Pérou - Journée de la langue maternelle : la dette de l'État envers les langues autochtones
Publié le 22 Février 2020
Par Renzo Anselmo
Servindi, 21 février 2020 - Depuis 20 ans, le monde célèbre chaque 21 février la Journée internationale de la langue maternelle. Au Pérou, bien que beaucoup aient l'espagnol comme première langue, il existe un autre groupe de plus de quatre millions et demi de citoyens dont la langue maternelle est l'une des 48 langues maternelles qui prévalent dans le pays.

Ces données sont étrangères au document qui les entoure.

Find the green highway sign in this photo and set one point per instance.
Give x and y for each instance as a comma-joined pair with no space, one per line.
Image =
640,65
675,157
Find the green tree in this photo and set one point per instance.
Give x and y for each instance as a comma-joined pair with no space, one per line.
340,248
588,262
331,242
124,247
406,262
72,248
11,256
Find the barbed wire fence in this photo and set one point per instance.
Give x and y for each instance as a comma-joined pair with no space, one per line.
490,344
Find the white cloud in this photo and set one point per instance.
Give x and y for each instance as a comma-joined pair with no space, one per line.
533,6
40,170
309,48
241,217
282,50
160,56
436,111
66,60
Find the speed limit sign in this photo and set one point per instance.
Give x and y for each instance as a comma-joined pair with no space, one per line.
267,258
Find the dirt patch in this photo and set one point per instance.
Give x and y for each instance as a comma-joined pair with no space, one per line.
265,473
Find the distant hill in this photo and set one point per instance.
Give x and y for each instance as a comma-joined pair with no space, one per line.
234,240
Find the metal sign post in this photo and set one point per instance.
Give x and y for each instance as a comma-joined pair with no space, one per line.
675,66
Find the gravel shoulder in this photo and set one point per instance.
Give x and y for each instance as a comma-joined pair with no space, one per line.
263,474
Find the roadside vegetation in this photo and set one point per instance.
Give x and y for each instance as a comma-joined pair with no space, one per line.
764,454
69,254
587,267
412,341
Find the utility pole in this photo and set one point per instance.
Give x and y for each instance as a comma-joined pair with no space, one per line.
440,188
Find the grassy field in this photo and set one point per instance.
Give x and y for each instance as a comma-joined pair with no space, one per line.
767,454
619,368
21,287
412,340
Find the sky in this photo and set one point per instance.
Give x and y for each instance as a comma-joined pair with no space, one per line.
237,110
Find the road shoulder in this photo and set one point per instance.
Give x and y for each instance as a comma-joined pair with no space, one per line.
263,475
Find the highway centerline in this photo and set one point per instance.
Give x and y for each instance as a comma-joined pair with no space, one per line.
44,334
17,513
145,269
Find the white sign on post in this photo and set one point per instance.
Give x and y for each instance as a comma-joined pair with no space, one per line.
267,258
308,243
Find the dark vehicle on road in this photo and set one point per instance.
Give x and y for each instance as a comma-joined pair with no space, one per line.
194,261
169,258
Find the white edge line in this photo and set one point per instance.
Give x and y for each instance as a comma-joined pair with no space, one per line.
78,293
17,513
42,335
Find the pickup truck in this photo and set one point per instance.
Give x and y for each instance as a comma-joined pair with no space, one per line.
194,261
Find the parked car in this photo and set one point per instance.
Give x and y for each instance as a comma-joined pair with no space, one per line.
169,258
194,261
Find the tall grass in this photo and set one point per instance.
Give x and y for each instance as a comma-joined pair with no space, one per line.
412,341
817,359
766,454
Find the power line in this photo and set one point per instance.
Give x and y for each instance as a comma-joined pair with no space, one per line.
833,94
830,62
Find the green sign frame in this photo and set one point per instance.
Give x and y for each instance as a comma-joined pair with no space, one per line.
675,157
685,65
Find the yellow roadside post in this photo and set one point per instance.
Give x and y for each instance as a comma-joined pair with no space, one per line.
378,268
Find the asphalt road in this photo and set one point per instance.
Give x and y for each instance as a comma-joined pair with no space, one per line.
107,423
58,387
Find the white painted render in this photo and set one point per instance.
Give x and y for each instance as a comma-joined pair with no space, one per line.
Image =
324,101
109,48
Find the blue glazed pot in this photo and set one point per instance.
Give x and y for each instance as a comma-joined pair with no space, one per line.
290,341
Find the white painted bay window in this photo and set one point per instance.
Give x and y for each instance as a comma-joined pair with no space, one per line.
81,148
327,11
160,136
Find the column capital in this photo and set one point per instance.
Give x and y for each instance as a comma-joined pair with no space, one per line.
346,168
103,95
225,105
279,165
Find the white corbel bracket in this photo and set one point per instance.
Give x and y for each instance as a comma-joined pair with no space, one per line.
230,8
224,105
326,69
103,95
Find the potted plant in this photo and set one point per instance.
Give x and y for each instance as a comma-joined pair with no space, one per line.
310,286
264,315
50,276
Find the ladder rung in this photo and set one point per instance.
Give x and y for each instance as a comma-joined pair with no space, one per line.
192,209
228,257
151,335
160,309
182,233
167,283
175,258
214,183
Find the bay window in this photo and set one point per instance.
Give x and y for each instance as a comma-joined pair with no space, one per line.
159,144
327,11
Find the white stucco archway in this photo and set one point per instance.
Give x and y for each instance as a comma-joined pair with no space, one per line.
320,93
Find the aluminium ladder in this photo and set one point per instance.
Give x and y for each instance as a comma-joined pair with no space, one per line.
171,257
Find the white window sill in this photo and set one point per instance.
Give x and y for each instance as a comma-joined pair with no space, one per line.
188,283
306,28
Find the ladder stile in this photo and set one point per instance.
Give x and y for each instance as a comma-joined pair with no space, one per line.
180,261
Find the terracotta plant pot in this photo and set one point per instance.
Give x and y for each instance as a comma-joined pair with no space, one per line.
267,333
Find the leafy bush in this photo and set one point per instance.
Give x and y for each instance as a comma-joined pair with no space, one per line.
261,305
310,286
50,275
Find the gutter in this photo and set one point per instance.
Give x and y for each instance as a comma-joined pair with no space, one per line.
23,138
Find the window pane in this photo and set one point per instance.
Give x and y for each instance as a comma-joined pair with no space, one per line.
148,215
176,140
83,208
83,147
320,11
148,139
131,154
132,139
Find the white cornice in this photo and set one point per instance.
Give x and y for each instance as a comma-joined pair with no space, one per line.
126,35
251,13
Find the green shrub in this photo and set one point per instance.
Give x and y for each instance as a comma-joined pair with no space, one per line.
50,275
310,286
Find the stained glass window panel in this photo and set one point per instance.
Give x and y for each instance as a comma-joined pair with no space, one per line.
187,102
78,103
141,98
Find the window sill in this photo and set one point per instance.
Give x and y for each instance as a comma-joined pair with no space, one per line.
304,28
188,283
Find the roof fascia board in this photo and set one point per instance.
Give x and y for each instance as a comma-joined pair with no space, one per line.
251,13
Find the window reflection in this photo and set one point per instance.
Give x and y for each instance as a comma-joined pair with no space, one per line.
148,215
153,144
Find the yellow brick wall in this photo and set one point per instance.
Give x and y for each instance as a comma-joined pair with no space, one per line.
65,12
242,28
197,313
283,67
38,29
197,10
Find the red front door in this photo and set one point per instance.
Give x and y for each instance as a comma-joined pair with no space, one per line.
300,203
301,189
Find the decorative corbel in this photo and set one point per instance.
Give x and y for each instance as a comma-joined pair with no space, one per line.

C'est pourquoi, dans le cadre de cette journée de commémoration, Servindi a consulté deux spécialistes sur l'importance de renforcer le développement des langues autochtones dans l'éducation et sur la dette que l'État péruvien a encore vis-à-vis de l'insertion de ces langues dans les services publics.
1) L'éducation bilingue interculturelle (EIB)
Il existe une politique sectorielle de l'EIB qui vise à garantir le droit de toute personne à une éducation conforme à sa culture et, dans sa langue maternelle, lorsqu'il s'agit d'une langue originale.
Actuellement, l'un des principaux problèmes de cette politique est le manque d'enseignants bilingues formés pour enseigner dans la langue maternelle qui prédomine dans le lieu où les cours doivent être dispensés.
"Actuellement, il y a 1' 239 136 étudiants dans les 26 892 institutions de la EIB. Sur ce nombre d'écoles, 56 492 enseignants offrent leurs services et sont inscrits au Registre national des enseignants bilingues en langues originaires - RNDBLO", explique Nelly Aedo, responsable du Programme des peuples indigènes du Bureau du médiateur.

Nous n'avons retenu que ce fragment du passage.